El 15 de julio de 2016 telespectadores de medio mundo pudieron ver un golpe de Estado en directo. Atónitos, como si de una película se tratara, vieron cómo soldados del ejército ocupaban los puentes sobre el Bósforo, mientras la tecnología globalizada permitía a Erdogan, detractor a ultranza de las redes sociales hasta entonces, instar a los turcos a salir a la calle en su apoyo. Muchos golpes militares se habían sucedido en el siglo XX, pero en el XXI los turcos se negaron a aceptar la superioridad militar sobre los poderes civiles. Fuera por mala planificación, falta de apoyo, desafección popular o por una gestión más o menos hábil del presidente, el golpe fracasó. Pero nada bueno podía surgir de ello.
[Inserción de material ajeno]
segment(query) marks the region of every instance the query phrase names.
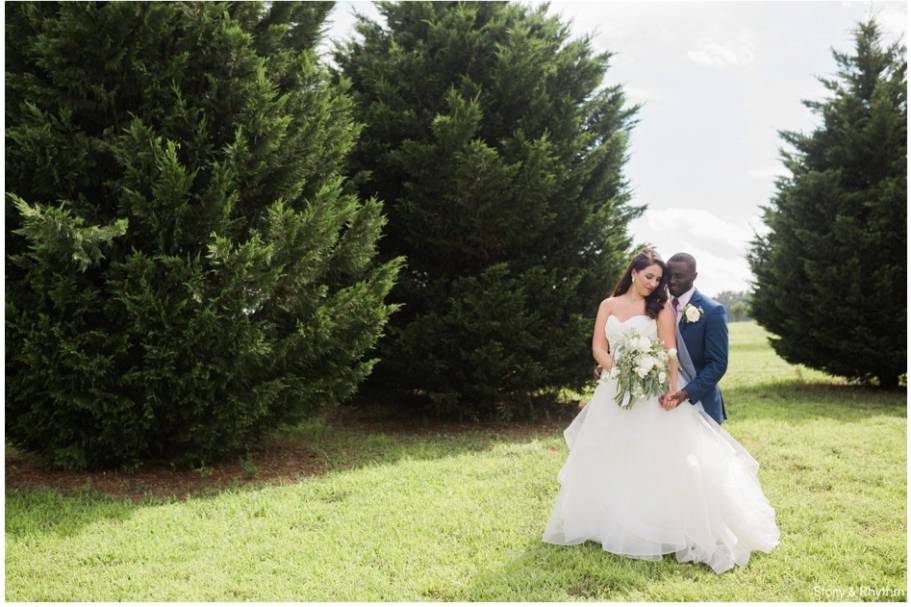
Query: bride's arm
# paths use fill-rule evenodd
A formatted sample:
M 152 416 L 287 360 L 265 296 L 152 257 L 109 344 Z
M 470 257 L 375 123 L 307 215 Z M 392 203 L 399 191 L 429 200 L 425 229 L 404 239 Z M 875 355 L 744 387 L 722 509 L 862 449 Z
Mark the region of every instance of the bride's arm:
M 598 306 L 598 316 L 595 318 L 595 330 L 592 332 L 592 356 L 598 365 L 608 370 L 613 366 L 610 356 L 610 345 L 607 343 L 607 336 L 604 334 L 604 323 L 610 314 L 610 304 L 605 299 Z
M 670 302 L 664 304 L 664 308 L 658 312 L 658 339 L 664 344 L 665 350 L 677 349 L 677 329 L 674 326 L 676 314 L 671 308 Z M 672 358 L 667 364 L 667 375 L 670 385 L 671 394 L 677 391 L 677 363 Z

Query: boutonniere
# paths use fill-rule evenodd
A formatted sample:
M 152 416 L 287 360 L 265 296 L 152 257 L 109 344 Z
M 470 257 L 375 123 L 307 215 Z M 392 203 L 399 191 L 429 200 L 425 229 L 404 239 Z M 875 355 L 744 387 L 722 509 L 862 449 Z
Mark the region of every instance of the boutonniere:
M 690 324 L 699 322 L 699 319 L 702 318 L 703 314 L 705 314 L 705 310 L 702 309 L 702 306 L 697 308 L 689 303 L 683 306 L 683 310 L 680 311 L 683 322 L 688 322 Z

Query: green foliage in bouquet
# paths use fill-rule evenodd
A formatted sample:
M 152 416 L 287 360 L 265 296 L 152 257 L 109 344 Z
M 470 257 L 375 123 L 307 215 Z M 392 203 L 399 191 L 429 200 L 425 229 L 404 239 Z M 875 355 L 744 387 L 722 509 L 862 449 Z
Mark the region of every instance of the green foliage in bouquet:
M 660 340 L 630 329 L 614 345 L 613 366 L 601 377 L 616 382 L 614 402 L 626 409 L 643 398 L 667 393 L 671 360 L 676 361 L 676 352 L 668 352 Z
M 211 460 L 342 401 L 394 307 L 331 3 L 6 11 L 6 433 L 66 468 Z

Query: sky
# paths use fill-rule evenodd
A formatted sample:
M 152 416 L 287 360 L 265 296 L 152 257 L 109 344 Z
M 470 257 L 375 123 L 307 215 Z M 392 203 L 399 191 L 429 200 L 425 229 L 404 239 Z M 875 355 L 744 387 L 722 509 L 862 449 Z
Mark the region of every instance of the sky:
M 778 131 L 819 124 L 801 100 L 828 95 L 816 77 L 834 76 L 832 49 L 853 53 L 853 29 L 871 14 L 885 41 L 906 39 L 904 2 L 549 4 L 573 37 L 613 53 L 603 85 L 642 105 L 624 168 L 632 203 L 646 206 L 630 224 L 635 242 L 665 259 L 692 254 L 710 296 L 751 288 L 749 242 L 784 174 Z M 381 19 L 371 2 L 338 2 L 325 49 L 356 35 L 355 11 Z

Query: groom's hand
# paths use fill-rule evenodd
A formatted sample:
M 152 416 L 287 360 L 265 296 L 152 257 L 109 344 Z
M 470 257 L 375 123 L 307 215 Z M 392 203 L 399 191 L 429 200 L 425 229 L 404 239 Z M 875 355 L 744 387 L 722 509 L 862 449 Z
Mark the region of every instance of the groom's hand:
M 687 398 L 689 398 L 689 395 L 686 393 L 686 390 L 677 390 L 673 394 L 668 395 L 668 401 L 672 403 L 671 409 L 685 401 Z

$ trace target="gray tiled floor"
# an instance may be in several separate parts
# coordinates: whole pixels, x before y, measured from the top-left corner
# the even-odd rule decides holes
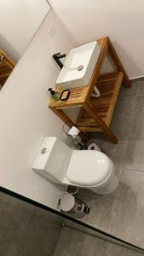
[[[129,248],[64,226],[55,256],[142,256]]]
[[[83,221],[144,248],[144,82],[121,88],[111,127],[118,145],[103,135],[93,134],[91,142],[114,161],[119,185],[107,195],[80,189],[90,207]]]
[[[53,256],[62,221],[0,192],[0,256]]]

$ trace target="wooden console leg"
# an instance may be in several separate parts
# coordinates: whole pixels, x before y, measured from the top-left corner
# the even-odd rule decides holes
[[[49,108],[65,123],[70,128],[72,126],[76,126],[76,124],[61,110],[57,109],[55,108],[49,107]],[[80,128],[78,127],[80,130]],[[88,137],[84,134],[84,132],[80,131],[79,133],[80,137],[84,142],[88,142]]]
[[[92,105],[89,102],[84,103],[83,108],[86,110],[86,112],[92,117],[92,119],[98,124],[103,132],[110,138],[110,140],[117,144],[118,137],[114,135],[114,133],[108,128],[108,126],[105,124],[105,122],[100,118],[100,116],[95,113],[93,109]]]
[[[112,57],[114,64],[116,65],[118,71],[122,71],[123,72],[123,74],[124,74],[124,78],[123,78],[123,81],[124,81],[124,86],[127,87],[127,88],[130,88],[131,87],[131,82],[130,80],[128,78],[128,75],[118,58],[118,55],[117,55],[116,51],[115,51],[115,49],[111,42],[111,40],[107,39],[107,43],[108,43],[108,53],[110,55],[110,56]]]

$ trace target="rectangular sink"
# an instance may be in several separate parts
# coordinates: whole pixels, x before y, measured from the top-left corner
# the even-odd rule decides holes
[[[96,41],[74,48],[69,52],[56,80],[62,89],[84,86],[89,83],[100,55]]]

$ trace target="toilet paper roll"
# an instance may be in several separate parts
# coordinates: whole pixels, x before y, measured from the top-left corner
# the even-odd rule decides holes
[[[101,151],[101,149],[95,143],[91,143],[88,147],[88,150],[97,150]]]

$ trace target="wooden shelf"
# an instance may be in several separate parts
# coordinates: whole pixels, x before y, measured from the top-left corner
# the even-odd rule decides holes
[[[97,113],[107,126],[111,123],[122,80],[123,73],[121,72],[99,76],[96,86],[101,92],[101,96],[90,99],[94,112]],[[102,131],[99,125],[95,124],[95,121],[83,108],[76,124],[82,131]]]
[[[0,49],[0,55],[3,56],[3,59],[0,61],[0,84],[3,85],[12,73],[14,63],[2,49]]]

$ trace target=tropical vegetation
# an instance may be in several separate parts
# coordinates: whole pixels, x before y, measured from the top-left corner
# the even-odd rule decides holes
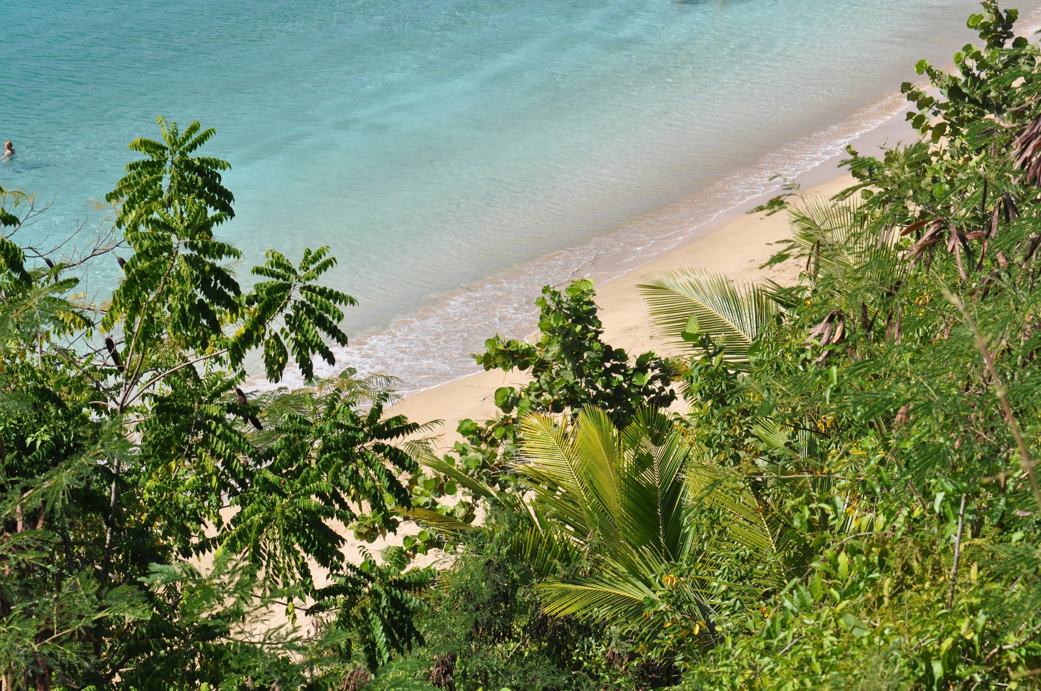
[[[797,281],[646,276],[668,357],[607,343],[590,281],[547,287],[536,337],[475,356],[525,384],[448,450],[387,412],[392,379],[314,375],[353,303],[327,248],[239,284],[212,130],[131,144],[76,253],[22,242],[33,199],[3,193],[0,684],[1035,688],[1041,48],[1016,20],[986,0],[955,72],[918,63],[911,144],[849,149],[848,189],[756,210],[787,215]],[[79,291],[117,260],[111,300]],[[275,387],[290,360],[306,385]]]

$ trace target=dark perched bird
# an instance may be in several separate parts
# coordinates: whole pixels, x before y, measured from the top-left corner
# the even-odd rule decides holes
[[[247,404],[246,394],[243,393],[243,389],[238,388],[237,386],[235,387],[235,401],[237,401],[238,405],[240,406],[245,406]],[[261,425],[260,420],[256,418],[256,415],[246,415],[245,419],[249,420],[250,425],[257,428],[258,430],[263,429],[263,425]]]
[[[108,349],[108,355],[112,358],[112,364],[116,365],[117,369],[123,372],[123,363],[120,362],[120,354],[116,350],[116,341],[112,340],[111,336],[105,336],[105,348]]]

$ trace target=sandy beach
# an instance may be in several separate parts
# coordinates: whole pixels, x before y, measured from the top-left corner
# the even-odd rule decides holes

Turquía fue un día modelo de Estado moderno, laico, democráticamente más avanzado que la mayoría de sus vecinos y con un gobierno islamista que, excepcionalmente, jugaba al juego democrático a la perfección. El gobierno del AKP, con Erdogan a la cabeza, fue el que más progresó en reformas para acercarse a la anhelada Europa y en medidas para afrontar el problema kurdo con aperturas de diálogo sin precedentes. Turquía, ideal de economía eficiente, de convivencia entre laicismo e islamismo, espejo en el que se han reflejado muchos movimientos y partidos islamistas al sur del Mediterráneo, está hoy en entredicho. Sin ambages, Erdogan lo anunció rápidamente: “el golpe es un regalo caído del cielo”. Sin duda lo ha sido, aún a riesgo de que esté envenenado. El golpe le ha ayudado a recuperar su popularidad. A pesar de los críticos, ningún partido político turco cuestionó su legitimidad, ni el más feroz oponente. Por otra parte, le ha permitido llevar a cabo una purga no solo contra los leales al movimiento gülenista, acusado de estar detrás de la intentona golpista, sino contra los críticos de sus formas y políticas. Se pone así en cuestión la evolución y calidad de la democracia turca. Cierto que la reestructuración del ejército pondrá definitivamente en su sitio al estamento militar, pero a costa de una asfixia creciente de la oposición y de la disidencia, y con el temor de que se convirtierta en un instrumento más del partido en el poder. Hasta qué punto la mano dura de Erdogan acabará por trastocar libertades fundamentales está por ver, pero el peligro existe. Quien fuera pareja de baile de Erdogan, Fethullah Gülen, se ha convertido ahora en su rival en el ring. Ambos promovieron la “reislamización” en Turquía y extendieron sus redes más allá del país, incluso de la región. Escenificaron la coreografía casi perfecta entre islamismo y modernidad, la armonización entre tradición y evolución. Ahora, esa islamodemocracia está en tela de juicio y podría echar a perder años de una muy positiva, e imprescindible, experiencia política, la del llamado posislamismo.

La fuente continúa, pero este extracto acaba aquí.